Outfitted with a six-wheeled robotic rover and smarts to avoid hazards in the landing zone, Chang'e 3 is China's boldest unmanned space mission to date, extending feats achieved by a pair of lunar orbiters launched in 2007 and 2010.
The four-legged lander fired its propulsion system for six minutes and braked into orbit around the moon at 0953 GMT (4:53 a.m. EST) Friday, according to China's state-run Xinhua news agency. [How China's Chang'e 3 Moon Rover Works (Infographic)]

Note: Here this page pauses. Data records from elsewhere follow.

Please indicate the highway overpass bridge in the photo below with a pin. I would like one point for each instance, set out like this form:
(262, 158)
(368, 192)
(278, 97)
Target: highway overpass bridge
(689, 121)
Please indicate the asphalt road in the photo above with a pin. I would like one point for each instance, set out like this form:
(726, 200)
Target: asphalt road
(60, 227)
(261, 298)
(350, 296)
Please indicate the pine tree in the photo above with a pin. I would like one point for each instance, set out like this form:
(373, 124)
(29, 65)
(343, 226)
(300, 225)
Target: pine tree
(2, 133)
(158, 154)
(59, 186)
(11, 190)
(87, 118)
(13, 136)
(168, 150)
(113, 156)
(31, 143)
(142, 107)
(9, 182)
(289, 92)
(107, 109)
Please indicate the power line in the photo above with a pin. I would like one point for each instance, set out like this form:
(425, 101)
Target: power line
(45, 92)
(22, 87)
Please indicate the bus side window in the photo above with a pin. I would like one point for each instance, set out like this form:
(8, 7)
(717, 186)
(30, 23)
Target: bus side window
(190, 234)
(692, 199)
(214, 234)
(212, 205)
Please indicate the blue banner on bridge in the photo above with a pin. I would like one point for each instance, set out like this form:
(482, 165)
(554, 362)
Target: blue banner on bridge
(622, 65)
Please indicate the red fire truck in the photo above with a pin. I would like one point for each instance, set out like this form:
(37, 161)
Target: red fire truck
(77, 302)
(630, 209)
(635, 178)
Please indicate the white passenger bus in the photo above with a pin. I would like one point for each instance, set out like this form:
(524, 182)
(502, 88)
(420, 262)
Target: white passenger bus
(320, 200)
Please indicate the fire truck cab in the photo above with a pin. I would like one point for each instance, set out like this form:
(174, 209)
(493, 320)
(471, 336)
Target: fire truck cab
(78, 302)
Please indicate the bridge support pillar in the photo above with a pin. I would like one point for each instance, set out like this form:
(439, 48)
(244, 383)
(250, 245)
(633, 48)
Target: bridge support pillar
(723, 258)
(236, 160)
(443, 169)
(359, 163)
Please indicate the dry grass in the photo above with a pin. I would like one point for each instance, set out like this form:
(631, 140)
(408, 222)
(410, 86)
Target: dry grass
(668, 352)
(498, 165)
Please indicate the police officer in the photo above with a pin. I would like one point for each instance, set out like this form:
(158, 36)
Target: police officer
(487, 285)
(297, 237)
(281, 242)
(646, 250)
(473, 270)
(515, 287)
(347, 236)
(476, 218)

The craft lifted off Dec. 1 on a Long March 3B rocket, which put the probe on a direct four-and-a-half day trajectory from Earth to the moon.
The spacecraft is now flying 100 kilometers, or about 60 miles, above the moon, Xinhua reported.
After lowering its altitude later this week, Chang'e 3 will fire a variable-thrust main engine to make a soft landing in the Bay of Rainbows, a dark lava plain on the upper-left quadrant of the moon's near side.
The lander has terrain recognition sensors to feed information into the probe's guidance computer, ensuring the spacecraft does not come down on a steep slope or in a boulder field.
A few feet above the moon, the lander will autonomously cut off its engine and drop to the surface. Engineers fastened shock absorbers to the landing legs to cushion the impact.
China has not disclosed the time of the landing, but European Space Agency officials supporting the mission with communications and tracking antennas say the touchdown is scheduled for some time Dec. 14.
Named Yutu or "jade rabbit," the mission's rover will drive off the landing platform a few hours later, according to ESA officials.
The rover has a mass of 140 kilograms, or about 308 pounds, and carries radioisotope heater units to keep the spacecraft warm during the two week-long lunar nights. The heaters are likely powered by small quantities of plutonium-238, the isotope of plutonium preferred for space missions, according to respected space researcher Dwayne Day, who discussed the rover's heaters in a story published in the Space Review.
The Yutu rover carries advanced radars to study the structure of the lunar crust at shallow depths along its path, and it is outfitted with spectrometers to detect the elements making up the moon's soil and rocks, said Pei Zhaoyu, a spokesperson for the Chang'e 3 mission, in a report by Xinhua.
Four navigation and panoramic cameras are mounted on the rover to return high-resolution images from the moon.
The mission also has an optical telescope for astronomical observations from the lunar surface, according to Pei.
China's lunar program is focused on robotic missions for now, with plans for an unmanned mission to return rock samples to Earth by 2020. China's military-run human space program is focused on development of a space station in Earth orbit around the same timeframe, but scientists have studied a manned lunar mission in the next decade.
Chang'e 3 will be China's first mission to test the technologies required for future lunar surface exploration.